Koral is a native of Rochester, N.Y. and attended college at Elon University in Elon, N.C. He is currently working on a master’s degree from Arkansas State in public administration.

His entry into helping the public started following college, where he ran KSDP AM radio — a public broadcasting channel — in Sand Point, Ak. for five years.

“As a 21 year old it was an option,” Koral said. “I didn’t have any connections there but it was one of those once-in-a-lifetime shots, so let’s go and try it.”

Koral did radio in college and was originally a communication major at Elon before switching to political science.

He and his wife then moved to Sedalia, where he oversaw 220 employees in 14 different departments. In 2010, he served a stint as the interim city administrator in Sedalia.

Koral is moving to a city with a population of around 3,300 at the time of the last census in 2016, but has a higher population during the work-time hours.

He comes from a town that saw a lot of growth over the last 30 years, but was more of a sleeper town as many worked in Memphis or the suburbs.

Atoka had a population of nearly 10,000 during the 2016 census, but back in 1990 the population of the town was a mere 650. With an ever-growing community came plenty of chances for Koral to make an impact in Atoka.

Some of his bigger achievements included starting a fire department as well as investing millions in the parks department — something much desired in a sleeper community.

Koral noted that there are about 1,000 students between kindergarten and fifth grade in Atoka — a 1/10th of the city’s population.

“I enjoy the opportunity to serve the public and I desire to dig in and get my hands dirty and improve the conditions around,” Koral said. “One thing I love is when you can see the results of what you do and it’s on a local level. I take my kids to the playground our organization improved or the splash pad we had done. Really seeing the results is so rewarding.”
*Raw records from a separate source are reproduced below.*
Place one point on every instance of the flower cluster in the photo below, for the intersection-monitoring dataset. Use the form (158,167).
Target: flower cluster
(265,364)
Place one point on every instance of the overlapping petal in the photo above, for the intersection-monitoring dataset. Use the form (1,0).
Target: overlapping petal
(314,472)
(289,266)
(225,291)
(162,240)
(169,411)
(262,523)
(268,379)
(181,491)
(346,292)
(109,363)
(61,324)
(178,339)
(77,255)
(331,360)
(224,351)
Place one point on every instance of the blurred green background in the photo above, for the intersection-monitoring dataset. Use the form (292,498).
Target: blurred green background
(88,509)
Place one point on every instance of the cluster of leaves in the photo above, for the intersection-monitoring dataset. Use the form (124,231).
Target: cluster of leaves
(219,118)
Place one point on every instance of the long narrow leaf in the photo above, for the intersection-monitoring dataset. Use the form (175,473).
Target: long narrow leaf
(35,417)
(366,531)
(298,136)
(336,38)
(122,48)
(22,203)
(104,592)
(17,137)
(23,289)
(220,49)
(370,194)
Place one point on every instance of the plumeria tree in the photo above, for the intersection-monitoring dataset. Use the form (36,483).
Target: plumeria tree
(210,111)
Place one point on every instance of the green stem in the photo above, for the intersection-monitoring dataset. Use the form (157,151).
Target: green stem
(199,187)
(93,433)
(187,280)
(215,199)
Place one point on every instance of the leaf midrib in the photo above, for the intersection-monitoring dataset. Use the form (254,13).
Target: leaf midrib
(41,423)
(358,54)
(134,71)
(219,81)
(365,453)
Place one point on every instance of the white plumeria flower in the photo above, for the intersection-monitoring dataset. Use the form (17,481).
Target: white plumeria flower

There were plenty of other things that Koral helped take a part of in Tennessee. Atoka became the first town in Tipton County to start offering curbside recycling, while adding residential trash pickup, as well as water, sewer and road improvements were needed for the booming town.

In other news:

- Approved a contract renewal for transit service between the city and the Kansas City Area Transportation Authority to not exceed $15,828.

- Gave approval to the mayoral appointment of Tammy Moody from Bank Liberty as the director of the Riverside Gateway Crossing Community Improvement District.

- Two police cars placed in an online auction were sold for $18,700, higher than expected according to police chief Chris Skinrood.